Riga Brethren Cemetery covers an area of 9 hectares in northeastern Riga, 5 kilometers from the city centre. It was built as an integrated combination of sculpture and landscaping between 1915 and 1936, to designs by sculptor Kārlis Zāle. The idea and design of the memorial is the pride of the Latvian nation. This was the first memorial ensemble of its kind in Europe.

The memorial features three parts: the 205-meter-long Road of Contemplation, leading through an avenue of linden trees; the Terrace of Heroes, encircled by an oak grove and an altar of eternal fire; and the Graveyard, with the sculpture of Mother Latvia and her fallen sons on the other end.

The memorial expresses national gratitude to the fallen heroes through cultural references to the Latvian nation: linden trees, oak trees, birch, briar-rose, and other trees, sculptures of Latvian soldiers and heraldry displaying Latvian historic provinces Kurzeme, Zemgale, Vidzeme and Latgale, 19 districts and 59 towns. An urn with 517 handfuls of ground from all Latvian counties is dug under Mother Latvia.
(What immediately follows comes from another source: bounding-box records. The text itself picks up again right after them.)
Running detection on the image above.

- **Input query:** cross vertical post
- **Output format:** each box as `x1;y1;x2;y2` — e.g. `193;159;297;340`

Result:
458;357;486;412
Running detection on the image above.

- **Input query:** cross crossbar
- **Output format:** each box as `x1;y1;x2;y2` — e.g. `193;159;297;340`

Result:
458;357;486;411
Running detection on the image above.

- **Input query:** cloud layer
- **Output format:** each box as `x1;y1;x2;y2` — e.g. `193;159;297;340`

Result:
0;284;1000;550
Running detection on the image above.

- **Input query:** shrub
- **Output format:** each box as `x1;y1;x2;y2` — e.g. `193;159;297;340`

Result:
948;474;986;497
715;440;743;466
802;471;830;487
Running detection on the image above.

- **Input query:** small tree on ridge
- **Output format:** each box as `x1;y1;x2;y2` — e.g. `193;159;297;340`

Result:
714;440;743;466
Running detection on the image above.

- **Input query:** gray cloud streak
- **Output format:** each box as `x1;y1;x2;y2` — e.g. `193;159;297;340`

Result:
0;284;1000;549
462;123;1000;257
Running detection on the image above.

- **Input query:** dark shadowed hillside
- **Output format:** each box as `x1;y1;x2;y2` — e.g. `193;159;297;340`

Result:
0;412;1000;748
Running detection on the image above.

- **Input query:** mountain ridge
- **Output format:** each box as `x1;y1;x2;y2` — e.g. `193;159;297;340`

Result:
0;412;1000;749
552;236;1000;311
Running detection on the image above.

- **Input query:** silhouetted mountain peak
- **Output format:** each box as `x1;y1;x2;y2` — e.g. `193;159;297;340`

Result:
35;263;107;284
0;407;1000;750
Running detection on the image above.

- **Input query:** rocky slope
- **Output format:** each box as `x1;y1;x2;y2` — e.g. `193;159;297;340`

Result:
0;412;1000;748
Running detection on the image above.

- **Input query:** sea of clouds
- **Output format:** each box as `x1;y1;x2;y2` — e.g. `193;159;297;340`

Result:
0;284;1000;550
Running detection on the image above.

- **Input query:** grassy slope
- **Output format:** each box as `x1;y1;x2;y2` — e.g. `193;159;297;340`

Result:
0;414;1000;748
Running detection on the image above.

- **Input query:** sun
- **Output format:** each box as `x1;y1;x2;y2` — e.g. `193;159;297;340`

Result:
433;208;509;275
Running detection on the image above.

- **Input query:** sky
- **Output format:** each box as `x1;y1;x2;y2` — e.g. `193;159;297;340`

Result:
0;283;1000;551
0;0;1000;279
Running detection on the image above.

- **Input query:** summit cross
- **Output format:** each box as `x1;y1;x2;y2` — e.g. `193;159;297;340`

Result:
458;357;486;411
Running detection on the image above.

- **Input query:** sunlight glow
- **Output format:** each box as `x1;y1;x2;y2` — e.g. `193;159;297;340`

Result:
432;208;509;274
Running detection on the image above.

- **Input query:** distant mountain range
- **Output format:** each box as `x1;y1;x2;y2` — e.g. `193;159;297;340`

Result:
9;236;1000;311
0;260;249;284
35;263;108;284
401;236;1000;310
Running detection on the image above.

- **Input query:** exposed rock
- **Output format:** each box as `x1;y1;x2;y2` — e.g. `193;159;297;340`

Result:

Riga Brethren Cemetery has 13 sculptural groups. On either side of the entrance is a group representing a pair of dying ancient Latvian horsemen. Above them there are the Latvian coat of arms, two crosses and engraved numbers 1915-1920 (destroyed during the Soviet period). The riders and horses in the right-hand sculptural group have straight stances; one of the horses has its head thrown back, and upward movement dominates. This is in contrast to the left-hand group, which is dominated by downward movement as expressed through the bowed heads of the riders and horses. Two Brothers stand in the central greenery, with the grave of Kārlis Zāle right at their feet. The most adorned Wall of Latvia at the other end of the cemetery features four sculptures of men on their knees. These are symbolic Latvian provinces. A scene of a Fight is above them and the sculpture of Mother Latvia expressing sorrow and gratitude to the lost heroes in the very centre. A large cross is located underneath (destroyed during the Soviet period). The unfinished Gate of Riflemen features the sculpture Ancestors.